Hank se preguntó si debería darle las gracias a la joven. Sonó el teléfono y él descolgó.
—Diga... Thorwald al habla.
—¿Hank? —Era Rebecca—. Será mejor que vengas a casa.
Él notó una descarga de adrenalina en su corriente sanguínea.
—¿Qué pasa?
—Están tirando piedras contra las ventanas.
Hank se recostó en el borde del escritorio.
—¿Cómo?
—Sharri y yo estábamos quitando algunos trastos del garaje como tú querías. Escuchamos ruido de cristales rotos, fuimos a ver qué ocurría y encontramos tres ventanas rotas y la sala llena de cristales.
MaryLou estaba diciendo algo, haciendo preguntas. Hank no le hizo caso.

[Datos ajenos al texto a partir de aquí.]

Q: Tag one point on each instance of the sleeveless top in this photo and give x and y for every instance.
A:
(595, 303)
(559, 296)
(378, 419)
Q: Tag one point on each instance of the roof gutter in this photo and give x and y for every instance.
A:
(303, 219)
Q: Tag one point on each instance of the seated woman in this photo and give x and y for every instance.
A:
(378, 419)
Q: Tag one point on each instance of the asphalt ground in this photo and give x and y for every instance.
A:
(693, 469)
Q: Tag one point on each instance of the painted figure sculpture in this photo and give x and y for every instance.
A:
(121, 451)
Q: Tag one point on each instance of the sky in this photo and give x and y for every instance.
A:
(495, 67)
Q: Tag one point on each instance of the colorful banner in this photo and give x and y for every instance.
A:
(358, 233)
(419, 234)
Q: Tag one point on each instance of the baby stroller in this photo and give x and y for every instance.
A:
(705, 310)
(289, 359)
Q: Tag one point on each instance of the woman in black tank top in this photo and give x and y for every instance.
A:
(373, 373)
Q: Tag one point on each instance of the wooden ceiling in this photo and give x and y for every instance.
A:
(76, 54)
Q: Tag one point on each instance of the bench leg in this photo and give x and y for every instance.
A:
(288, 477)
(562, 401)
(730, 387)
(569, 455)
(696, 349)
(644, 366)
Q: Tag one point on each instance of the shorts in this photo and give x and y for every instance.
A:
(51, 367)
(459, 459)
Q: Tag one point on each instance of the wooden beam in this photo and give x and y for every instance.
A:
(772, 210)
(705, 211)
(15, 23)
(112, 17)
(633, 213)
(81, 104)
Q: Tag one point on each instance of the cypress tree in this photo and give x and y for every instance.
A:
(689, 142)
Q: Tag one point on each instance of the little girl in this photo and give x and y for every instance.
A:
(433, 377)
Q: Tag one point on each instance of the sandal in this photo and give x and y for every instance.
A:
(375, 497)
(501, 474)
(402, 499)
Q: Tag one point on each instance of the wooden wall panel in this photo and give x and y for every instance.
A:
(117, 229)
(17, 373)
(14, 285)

—Avisa a la policía —dijo—. No limpies nada, déjalo todo como está. Habrán sido vándalos y la policía nunca los detendrá, pero si ven coches patrulla frente a la casa, eso los asustará para la próxima vez.
—Diez-cuatro —dijo Rebecca, y colgó.
Él depositó el receptor en la horquilla. ¿Diez-cuatro? ¿Qué significaba aquello?
MaryLou se le había acercado.
—¿Qué sucede? ¿Malas noticias del frente doméstico?
Él se volvió hacia ella.
—Unos vándalos están tirando piedras contra las ventanas a plena luz del día.
—Oh, Dios mío —dijo la muchacha, y se derrumbó sobre el asiento de Hank. El sillón se desplazó unos centímetros y las ruedas chirriaron en petición de aceite—. Le pido a Dios que se trate realmente de vándalos —dijo, con voz tensa y grave—. Se lo pido a Dios.
—¿Crees que las dos cosas están relacionadas?
Ella alzó la mirada.
—Las noticias vuelan, doctor Thorwald.
Con el corazón en la garganta, Hank murmuró:
—Esta historia de Hitler..., ¿Por qué haría Perry algo así?
MaryLou lo miró en silencio.
Él se enderezó.
—Tengo que ir a casa, MaryLou.
—Recuerde que esta mañana tiene usted clase. —La joven consultó su reloj—. Dentro de una hora y cuarenta y cinco minutos.
—Volveré. De no ser así, tendrás que sustituirme. Repasa los trabajos de los alumnos, pon algún vídeo, haz lo que puedas.
Ella se puso en pie.
—No se preocupe.
El le dirigió una apagada sonrisa, miró en torno por unos segundos, y salió del despacho.